Ausland23. Dezember 2014

Filmriß:

Nordkorea – USA-Schurke mit Tradition

Es gibt abenteuerliche Erzählungen, die selbst bestens gemachten Thrillern den Schneid nehmen. Der Film »The Interview« aber ist ein grottenschlechter Streifen – dazu mit unverhülltem Tötungswahn –, der nur deswegen Publicity erheischt, weil seine Produzenten es nicht schafften, das Machwerk planmäßig in den Kinos anlaufen zu lassen.

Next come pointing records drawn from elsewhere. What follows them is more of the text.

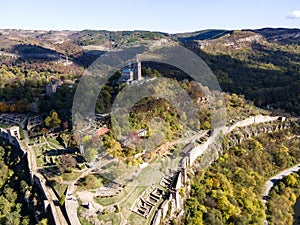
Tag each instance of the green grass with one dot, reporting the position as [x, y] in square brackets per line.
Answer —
[60, 188]
[70, 176]
[39, 156]
[113, 217]
[106, 201]
[92, 181]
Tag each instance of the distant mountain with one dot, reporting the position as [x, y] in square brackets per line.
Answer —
[262, 64]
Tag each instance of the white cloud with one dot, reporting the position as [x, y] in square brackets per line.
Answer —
[294, 15]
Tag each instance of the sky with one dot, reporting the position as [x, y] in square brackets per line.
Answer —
[170, 16]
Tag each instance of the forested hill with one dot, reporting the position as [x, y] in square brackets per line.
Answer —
[264, 64]
[261, 64]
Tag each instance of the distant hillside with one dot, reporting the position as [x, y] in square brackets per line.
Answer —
[262, 64]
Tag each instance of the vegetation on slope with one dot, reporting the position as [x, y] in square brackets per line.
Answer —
[13, 185]
[229, 192]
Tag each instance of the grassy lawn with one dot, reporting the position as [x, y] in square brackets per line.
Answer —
[70, 176]
[39, 156]
[92, 181]
[54, 142]
[113, 217]
[106, 201]
[60, 188]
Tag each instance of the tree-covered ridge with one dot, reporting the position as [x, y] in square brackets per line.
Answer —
[229, 191]
[264, 70]
[282, 198]
[13, 186]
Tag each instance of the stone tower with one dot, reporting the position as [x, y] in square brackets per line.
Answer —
[137, 68]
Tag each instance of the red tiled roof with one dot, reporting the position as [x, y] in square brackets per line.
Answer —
[102, 130]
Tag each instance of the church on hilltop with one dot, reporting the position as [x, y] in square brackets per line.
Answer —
[132, 72]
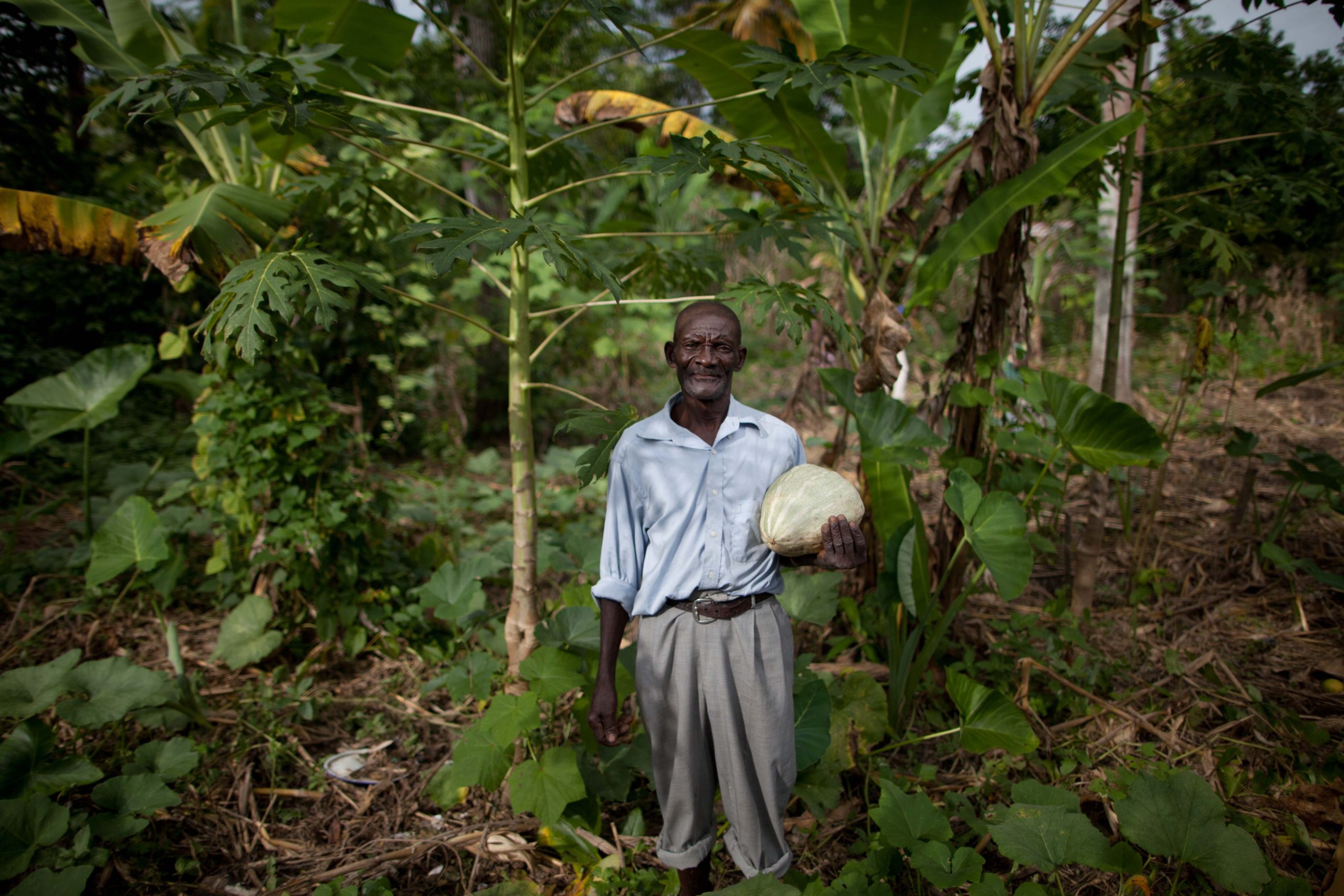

Dieses Malheur ist dem kapitalistischen (japanischen) Großunternehmen Sony Pic­tures widerfahren, das jetzt auf massive Hilfe und Schadensbegrenzung seitens der Regierung des engsten Verbündeten, der USA, hofft. Was liegt da näher, als das inkarnierte Böse, Nordkoreas Machthaber Kim Jong Un, als Drahtzieher der bis dato größten Cyberattacke auszumachen? Zumal es in dem Film darum geht, eben diesen Fiesling und verbliebenen Restposten des Realsozialismus ins Jenseits zu befördern.

Was aber, wenn alles ganz anders, viel »traditioneller« gestrickt ist? Seit Ende des Koreakrieges (1953) ist Nordkorea für die USA geblieben, was es für sie stets unumstößlich war – »das Böse« schlechthin. Washington sieht in der Volksrepublik nicht nur einen »Schurkenstaat«. Anfang 2002 erklärte Präsident George W. Bush das Land auch als Teil einer »Achse des Bösen« – neben Irak und Iran. Cineastisch sorgte der James-Bond-Film »Die Another Day« dafür, daß dieses Feindbild intakt blieb.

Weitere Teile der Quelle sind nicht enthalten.